Alors que le Sénégal fait face à des tensions avec les agences de notation, la Côte d’Ivoire enregistre un signal positif sur les marchés financiers internationaux. Fitch Ratings a relevé la note de défaut émetteur à long terme en devises étrangères du pays, qui passe de « BB- » à « BB », assortie d’une perspective stable.
Dans son analyse, consultée par un média international, l’agence américaine met en avant plusieurs facteurs favorables. Le premier concerne le climat politique. Fitch estime que l’incertitude liée à l’élection présidentielle s’est dissipée. Le scrutin s’est déroulé avec des troubles limités, ce qui traduit, selon l’agence, une rupture avec les crises électorales violentes qui ont marqué le passé du pays.
La confirmation de la réélection du président Alassane Ouattara pour un nouveau mandat de cinq ans renforce cette lecture. Fitch souligne également l’engagement des autorités ivoiriennes envers le programme de réformes soutenu par le Fonds monétaire international, ainsi que la mise en œuvre du Plan national de développement 2026-2030. Ces éléments assurent, selon l’agence, une continuité dans la conduite des politiques macroéconomiques et budgétaires.
La performance économique constitue un autre pilier de cette révision à la hausse. Fitch anticipe une croissance du produit intérieur brut réel de 6,4 % en 2025, de 6,5 % en 2026 et de 6,6 % en 2027. Ces projections dépassent largement la médiane des pays notés « BB », comprise entre 3,5 % et 3,9 % sur la même période.
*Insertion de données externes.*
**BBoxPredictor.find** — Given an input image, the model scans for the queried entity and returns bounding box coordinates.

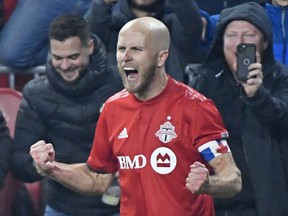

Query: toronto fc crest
[155,121,177,143]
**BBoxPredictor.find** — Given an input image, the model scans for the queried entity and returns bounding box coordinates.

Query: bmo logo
[117,147,177,174]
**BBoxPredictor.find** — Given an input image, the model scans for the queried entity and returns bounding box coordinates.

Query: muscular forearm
[200,153,242,198]
[45,162,112,195]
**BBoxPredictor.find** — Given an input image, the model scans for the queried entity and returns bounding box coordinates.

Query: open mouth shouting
[124,67,139,81]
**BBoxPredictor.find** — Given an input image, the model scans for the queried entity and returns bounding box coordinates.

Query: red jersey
[87,77,227,216]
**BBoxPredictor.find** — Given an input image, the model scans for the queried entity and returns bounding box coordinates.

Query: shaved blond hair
[119,17,170,51]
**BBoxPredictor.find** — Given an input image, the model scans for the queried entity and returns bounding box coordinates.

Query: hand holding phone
[236,43,256,82]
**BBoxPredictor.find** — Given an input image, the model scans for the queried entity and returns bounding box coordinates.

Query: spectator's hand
[186,161,209,194]
[241,63,263,97]
[30,140,55,175]
[104,0,118,5]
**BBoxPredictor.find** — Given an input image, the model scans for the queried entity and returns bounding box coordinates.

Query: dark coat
[193,3,288,216]
[0,111,12,188]
[86,0,202,81]
[11,37,122,215]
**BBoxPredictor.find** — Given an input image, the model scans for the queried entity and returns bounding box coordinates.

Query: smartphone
[236,43,256,82]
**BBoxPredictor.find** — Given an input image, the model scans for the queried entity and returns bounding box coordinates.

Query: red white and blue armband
[198,139,230,162]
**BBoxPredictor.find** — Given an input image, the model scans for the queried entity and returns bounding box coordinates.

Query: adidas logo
[118,127,128,139]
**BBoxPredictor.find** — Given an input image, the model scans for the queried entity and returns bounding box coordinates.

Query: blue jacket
[193,2,288,216]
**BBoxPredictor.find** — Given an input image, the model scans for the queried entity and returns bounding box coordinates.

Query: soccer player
[30,17,242,216]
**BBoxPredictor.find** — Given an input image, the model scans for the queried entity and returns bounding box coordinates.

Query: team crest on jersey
[155,121,177,143]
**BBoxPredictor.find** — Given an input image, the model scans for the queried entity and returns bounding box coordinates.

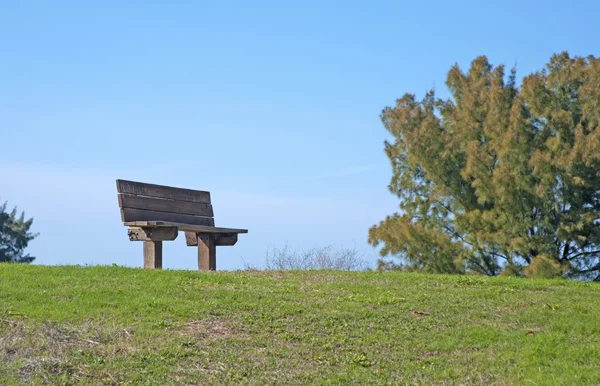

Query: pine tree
[369,52,600,280]
[0,202,37,263]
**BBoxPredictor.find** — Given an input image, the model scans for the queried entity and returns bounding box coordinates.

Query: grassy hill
[0,264,600,385]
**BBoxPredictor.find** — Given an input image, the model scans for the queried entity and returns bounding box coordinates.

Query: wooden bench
[117,180,248,271]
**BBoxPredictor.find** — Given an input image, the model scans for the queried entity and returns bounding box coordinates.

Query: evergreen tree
[0,203,37,263]
[369,52,600,280]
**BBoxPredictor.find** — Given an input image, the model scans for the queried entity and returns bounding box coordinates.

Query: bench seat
[117,180,248,271]
[123,221,248,233]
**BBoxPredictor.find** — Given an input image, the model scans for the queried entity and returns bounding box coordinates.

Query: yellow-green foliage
[369,53,600,279]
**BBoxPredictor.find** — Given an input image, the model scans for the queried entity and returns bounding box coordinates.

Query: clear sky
[0,0,600,269]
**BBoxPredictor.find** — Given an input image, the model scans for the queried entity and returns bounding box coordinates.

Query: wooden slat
[117,180,210,204]
[124,220,248,233]
[121,208,215,226]
[127,227,179,241]
[119,194,213,217]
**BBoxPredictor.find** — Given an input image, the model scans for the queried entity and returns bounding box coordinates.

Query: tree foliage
[369,52,600,280]
[0,203,37,263]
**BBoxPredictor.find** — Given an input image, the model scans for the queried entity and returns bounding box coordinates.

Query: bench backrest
[117,180,215,226]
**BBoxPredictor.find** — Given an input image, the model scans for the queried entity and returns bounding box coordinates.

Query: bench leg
[197,233,217,271]
[144,241,162,269]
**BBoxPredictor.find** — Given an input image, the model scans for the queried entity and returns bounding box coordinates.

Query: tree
[369,52,600,280]
[0,202,37,263]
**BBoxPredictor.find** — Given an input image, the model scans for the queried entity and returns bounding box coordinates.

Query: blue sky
[0,0,600,269]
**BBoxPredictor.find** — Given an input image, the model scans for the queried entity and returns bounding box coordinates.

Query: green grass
[0,264,600,385]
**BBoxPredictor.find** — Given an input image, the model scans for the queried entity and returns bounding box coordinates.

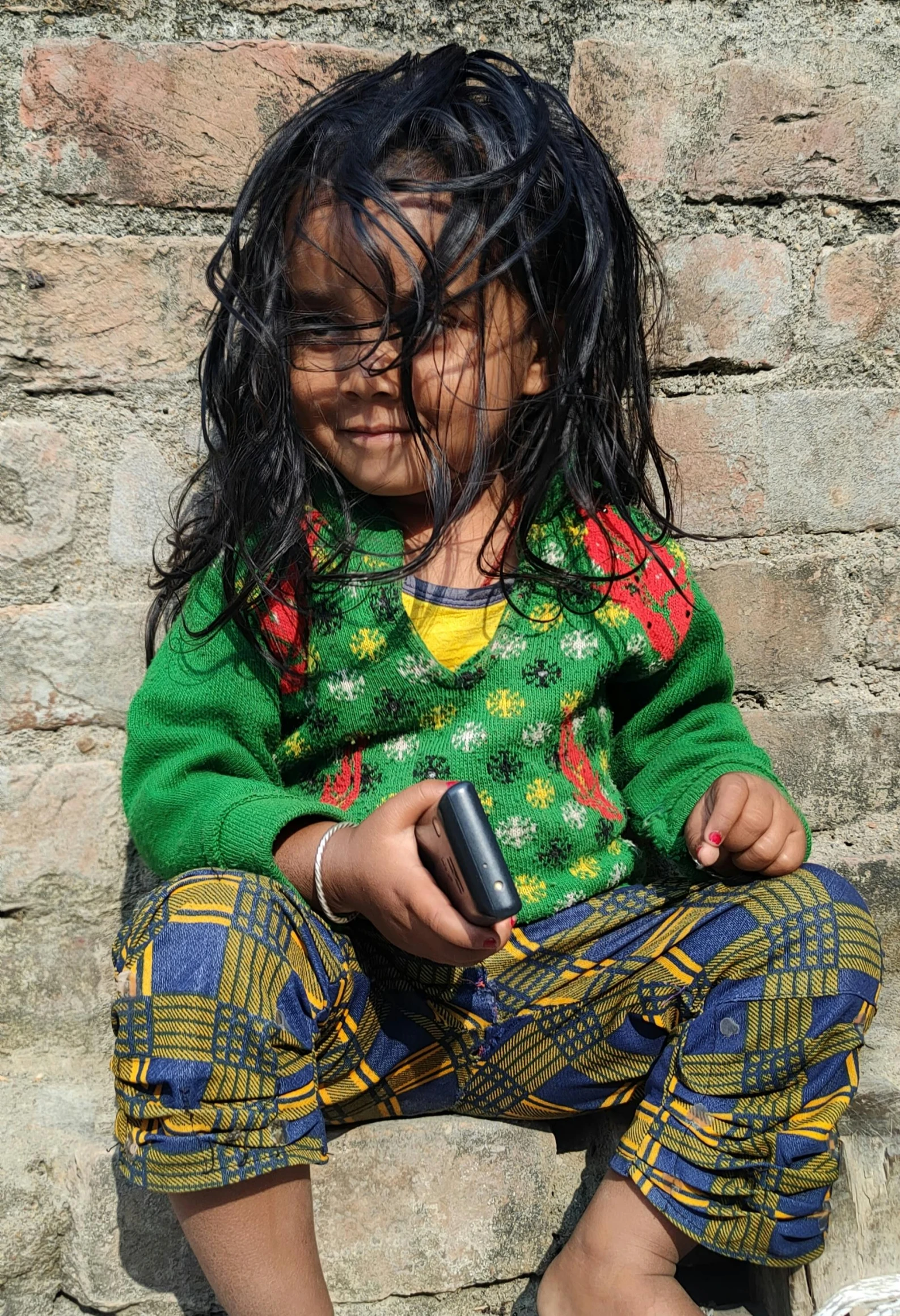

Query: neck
[388,476,514,587]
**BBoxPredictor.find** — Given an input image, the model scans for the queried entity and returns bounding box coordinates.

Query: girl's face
[289,195,549,497]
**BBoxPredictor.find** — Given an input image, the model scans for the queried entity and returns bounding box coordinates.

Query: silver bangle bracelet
[313,822,357,922]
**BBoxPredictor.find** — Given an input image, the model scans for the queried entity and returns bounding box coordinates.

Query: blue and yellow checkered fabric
[113,864,880,1266]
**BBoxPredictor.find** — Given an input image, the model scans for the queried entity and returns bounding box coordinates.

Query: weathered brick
[0,762,126,1053]
[810,229,900,349]
[21,41,387,209]
[108,436,181,567]
[836,850,900,972]
[655,390,900,534]
[570,40,900,201]
[0,234,214,392]
[743,708,900,828]
[0,603,146,731]
[0,418,78,563]
[659,233,791,367]
[698,556,846,695]
[864,560,900,671]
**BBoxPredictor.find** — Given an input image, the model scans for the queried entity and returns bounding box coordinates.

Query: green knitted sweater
[122,487,810,922]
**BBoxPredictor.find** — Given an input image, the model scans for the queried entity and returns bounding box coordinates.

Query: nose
[338,334,400,400]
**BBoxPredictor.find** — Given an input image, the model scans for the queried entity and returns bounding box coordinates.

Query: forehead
[288,193,450,301]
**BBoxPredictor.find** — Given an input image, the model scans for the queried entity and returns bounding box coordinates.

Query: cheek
[291,367,337,425]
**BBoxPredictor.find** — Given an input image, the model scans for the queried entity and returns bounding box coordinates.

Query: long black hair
[147,45,674,658]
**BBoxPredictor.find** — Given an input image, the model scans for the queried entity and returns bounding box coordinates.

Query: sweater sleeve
[122,563,332,878]
[609,581,810,861]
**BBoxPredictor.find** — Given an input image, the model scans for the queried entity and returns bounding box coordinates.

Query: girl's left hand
[684,773,806,878]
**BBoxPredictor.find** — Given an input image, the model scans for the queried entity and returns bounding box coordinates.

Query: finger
[409,870,502,959]
[382,778,450,830]
[730,819,806,878]
[694,773,750,867]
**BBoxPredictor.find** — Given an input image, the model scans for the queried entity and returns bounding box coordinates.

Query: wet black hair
[147,45,675,658]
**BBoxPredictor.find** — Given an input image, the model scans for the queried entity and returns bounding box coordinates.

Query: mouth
[337,425,412,444]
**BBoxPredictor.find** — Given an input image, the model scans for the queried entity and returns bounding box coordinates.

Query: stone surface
[698,556,847,694]
[0,234,216,392]
[659,233,791,369]
[864,558,900,671]
[0,603,147,731]
[107,435,181,567]
[808,990,900,1307]
[743,708,900,829]
[312,1115,556,1301]
[21,41,386,208]
[570,38,900,201]
[812,229,900,350]
[657,390,900,534]
[842,851,900,974]
[0,761,126,1064]
[0,421,78,566]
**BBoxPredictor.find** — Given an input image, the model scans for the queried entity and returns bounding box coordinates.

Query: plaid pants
[112,864,880,1266]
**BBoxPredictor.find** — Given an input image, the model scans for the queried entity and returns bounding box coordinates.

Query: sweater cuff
[205,790,342,881]
[644,758,812,863]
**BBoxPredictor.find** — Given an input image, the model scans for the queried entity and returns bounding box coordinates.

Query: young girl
[113,46,880,1316]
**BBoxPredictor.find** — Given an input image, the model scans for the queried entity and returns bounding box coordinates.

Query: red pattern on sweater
[584,508,694,661]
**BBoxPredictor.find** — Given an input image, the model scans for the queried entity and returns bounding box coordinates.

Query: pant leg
[455,866,880,1266]
[112,870,471,1192]
[612,864,882,1266]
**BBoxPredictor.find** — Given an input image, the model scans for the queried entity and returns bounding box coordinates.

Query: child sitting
[113,46,880,1316]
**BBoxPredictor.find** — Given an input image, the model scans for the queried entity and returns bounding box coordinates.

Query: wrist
[316,822,361,917]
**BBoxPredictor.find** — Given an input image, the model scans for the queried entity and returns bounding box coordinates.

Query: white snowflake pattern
[522,723,552,745]
[562,800,587,832]
[450,723,487,754]
[383,736,419,764]
[552,891,584,913]
[495,813,537,850]
[398,654,437,682]
[559,630,599,662]
[492,636,527,658]
[325,669,366,704]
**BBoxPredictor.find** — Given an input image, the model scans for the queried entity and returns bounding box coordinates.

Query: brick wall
[0,0,900,1068]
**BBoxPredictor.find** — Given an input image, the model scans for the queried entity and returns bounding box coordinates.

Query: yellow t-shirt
[403,576,506,671]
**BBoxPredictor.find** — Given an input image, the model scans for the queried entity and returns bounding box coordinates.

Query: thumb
[684,773,750,868]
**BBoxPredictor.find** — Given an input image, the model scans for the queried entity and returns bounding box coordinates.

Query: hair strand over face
[147,45,675,668]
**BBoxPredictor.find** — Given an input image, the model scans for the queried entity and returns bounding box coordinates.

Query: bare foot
[537,1172,703,1316]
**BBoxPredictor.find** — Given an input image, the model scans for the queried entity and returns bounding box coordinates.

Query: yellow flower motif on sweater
[559,690,584,717]
[282,732,309,758]
[527,600,563,630]
[593,600,632,629]
[568,854,600,881]
[525,777,556,809]
[560,516,587,543]
[419,704,457,732]
[513,872,547,904]
[350,626,387,662]
[484,690,525,717]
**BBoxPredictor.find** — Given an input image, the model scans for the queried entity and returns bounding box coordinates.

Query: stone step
[0,980,900,1316]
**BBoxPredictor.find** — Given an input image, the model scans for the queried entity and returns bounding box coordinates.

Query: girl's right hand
[322,781,512,966]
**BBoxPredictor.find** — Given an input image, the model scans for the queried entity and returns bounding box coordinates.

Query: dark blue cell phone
[416,782,522,926]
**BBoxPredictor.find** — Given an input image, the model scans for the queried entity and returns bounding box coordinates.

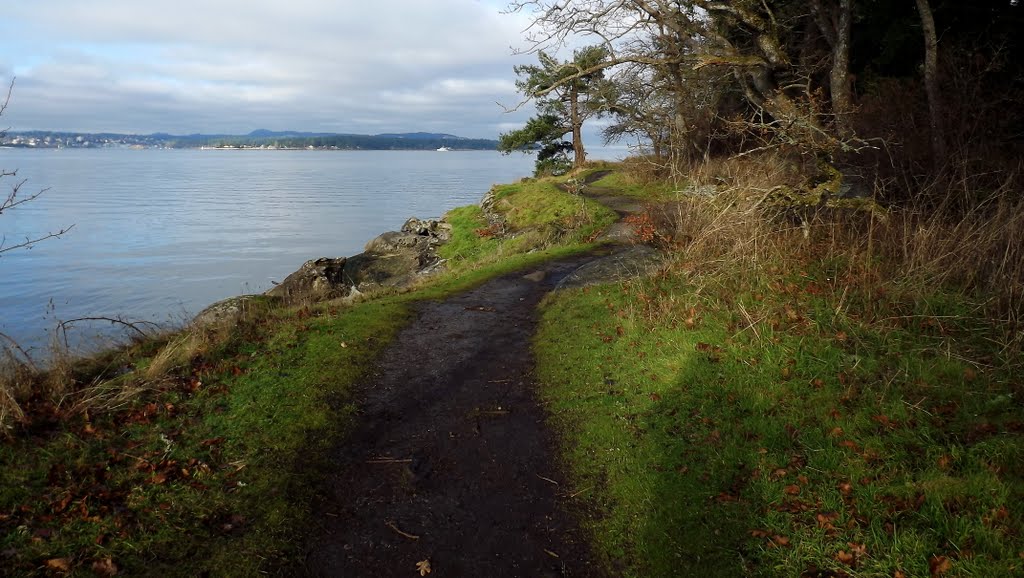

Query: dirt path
[307,256,600,578]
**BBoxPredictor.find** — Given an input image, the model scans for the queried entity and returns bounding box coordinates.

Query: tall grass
[634,157,1024,328]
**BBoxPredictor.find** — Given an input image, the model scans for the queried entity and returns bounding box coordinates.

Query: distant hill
[374,132,469,140]
[0,128,498,151]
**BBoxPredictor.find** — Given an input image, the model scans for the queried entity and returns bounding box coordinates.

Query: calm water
[0,149,532,346]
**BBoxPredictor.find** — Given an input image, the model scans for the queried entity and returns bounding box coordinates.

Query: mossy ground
[0,170,613,576]
[0,164,1024,576]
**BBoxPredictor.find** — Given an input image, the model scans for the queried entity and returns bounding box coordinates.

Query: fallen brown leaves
[928,555,953,577]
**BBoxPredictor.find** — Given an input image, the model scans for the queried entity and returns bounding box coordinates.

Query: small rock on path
[306,256,601,578]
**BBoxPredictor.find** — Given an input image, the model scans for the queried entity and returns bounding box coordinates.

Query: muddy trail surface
[306,254,618,577]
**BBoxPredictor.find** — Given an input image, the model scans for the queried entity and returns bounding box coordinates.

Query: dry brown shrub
[660,156,1024,327]
[621,155,670,184]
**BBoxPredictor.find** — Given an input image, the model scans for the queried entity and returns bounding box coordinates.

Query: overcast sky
[0,0,548,138]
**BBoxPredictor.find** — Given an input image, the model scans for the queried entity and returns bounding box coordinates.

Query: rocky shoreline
[193,217,452,327]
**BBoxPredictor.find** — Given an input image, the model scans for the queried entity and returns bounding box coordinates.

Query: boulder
[191,295,267,328]
[265,217,452,302]
[264,257,352,301]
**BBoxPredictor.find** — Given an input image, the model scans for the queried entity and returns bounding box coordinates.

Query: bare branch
[0,224,75,254]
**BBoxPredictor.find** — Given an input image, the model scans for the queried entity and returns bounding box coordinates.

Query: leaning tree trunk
[569,82,587,168]
[918,0,946,169]
[829,0,853,134]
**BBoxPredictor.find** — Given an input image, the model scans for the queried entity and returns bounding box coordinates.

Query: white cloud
[0,0,528,136]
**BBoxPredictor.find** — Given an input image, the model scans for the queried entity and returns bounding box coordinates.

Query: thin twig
[384,521,420,540]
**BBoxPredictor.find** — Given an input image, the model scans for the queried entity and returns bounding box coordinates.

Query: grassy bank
[0,175,613,576]
[536,159,1024,577]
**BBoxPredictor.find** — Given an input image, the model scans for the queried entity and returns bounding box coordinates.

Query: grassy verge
[537,264,1024,576]
[535,163,1024,577]
[0,302,406,576]
[0,174,610,576]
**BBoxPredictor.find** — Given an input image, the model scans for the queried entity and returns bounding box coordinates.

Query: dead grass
[638,157,1024,328]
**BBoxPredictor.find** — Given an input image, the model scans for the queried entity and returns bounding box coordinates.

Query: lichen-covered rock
[191,295,276,328]
[401,217,452,244]
[264,257,351,301]
[266,217,452,302]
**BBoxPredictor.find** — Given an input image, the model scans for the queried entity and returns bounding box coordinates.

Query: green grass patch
[431,179,616,280]
[0,169,614,576]
[591,170,676,201]
[536,263,1024,576]
[483,178,615,236]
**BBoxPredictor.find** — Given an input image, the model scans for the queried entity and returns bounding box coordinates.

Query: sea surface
[0,149,577,357]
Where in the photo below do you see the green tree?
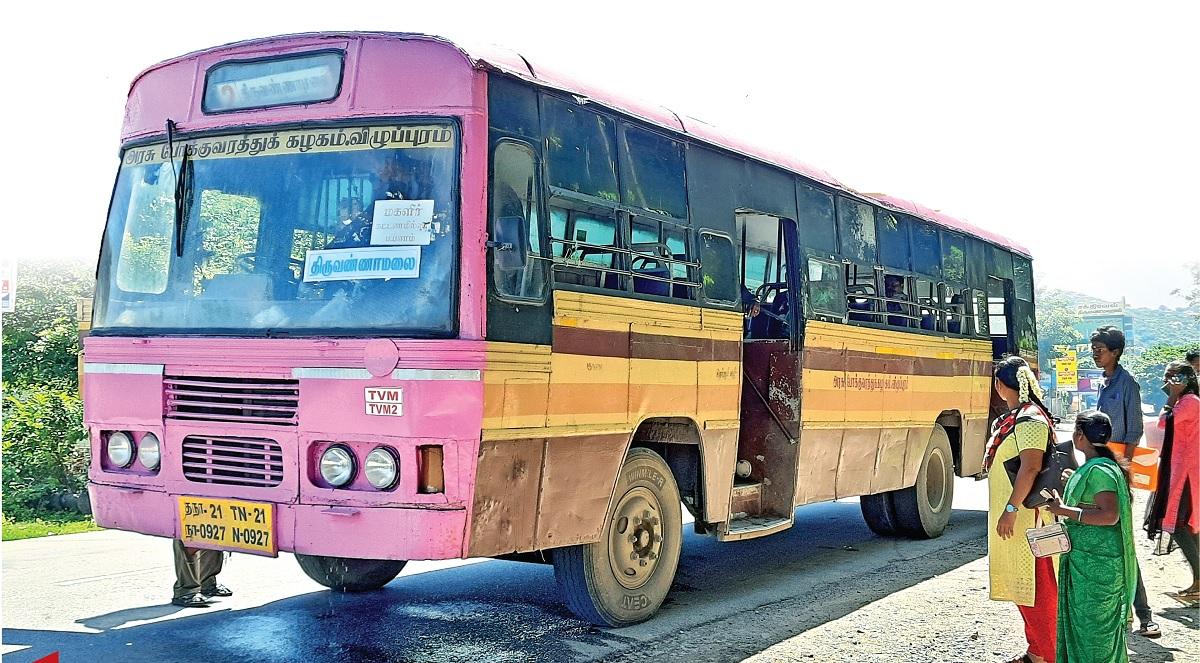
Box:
[2,261,94,389]
[0,262,92,519]
[1037,288,1084,371]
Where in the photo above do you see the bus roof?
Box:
[131,31,1031,257]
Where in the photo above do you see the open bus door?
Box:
[718,213,804,540]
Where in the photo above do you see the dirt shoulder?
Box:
[746,491,1200,663]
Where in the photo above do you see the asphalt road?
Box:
[2,479,986,663]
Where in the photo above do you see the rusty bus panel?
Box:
[535,434,629,549]
[467,440,544,557]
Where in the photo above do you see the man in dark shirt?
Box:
[1092,325,1163,638]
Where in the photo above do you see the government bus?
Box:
[83,32,1037,627]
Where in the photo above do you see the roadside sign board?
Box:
[0,259,17,313]
[1054,358,1079,392]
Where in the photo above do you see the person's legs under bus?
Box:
[172,539,205,604]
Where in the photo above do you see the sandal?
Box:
[200,583,233,598]
[1133,621,1163,640]
[170,592,212,608]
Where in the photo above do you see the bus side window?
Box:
[700,233,739,304]
[550,207,626,289]
[492,141,546,299]
[838,196,876,264]
[916,279,944,332]
[846,263,880,322]
[971,289,991,336]
[809,258,846,318]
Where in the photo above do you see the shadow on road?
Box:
[4,503,986,663]
[76,603,184,631]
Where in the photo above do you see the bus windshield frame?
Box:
[92,118,462,338]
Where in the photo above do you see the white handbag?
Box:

Le secteur minier devrait rester un moteur important de l’économie, avec un rythme de croissance estimé à au moins 6,7 % par an au-delà de 2027. Les développements attendus dans les secteurs pétrolier et aurifère renforcent également les perspectives à moyen terme.
Fitch anticipe par ailleurs une baisse progressive de la dette publique. Le ratio dette-PIB devrait atteindre 58,2 % en 2025, contre 59,5 % en 2024, puis reculer à 56,1 % en 2027. Cette évolution rapproche le pays de la médiane des États notés « BB ». Le déficit budgétaire devrait se stabiliser autour de 3 % en 2025, soutenu par une meilleure mobilisation des recettes fiscales.
L’agence relève toutefois certaines fragilités. Le revenu par habitant demeure faible, les recettes publiques restent limitées et le niveau de la dette demeure élevé au regard du stade de développement du pays. Malgré ces réserves, Fitch considère que la trajectoire économique ivoirienne renforce la crédibilité financière de l’État sur les marchés internationaux.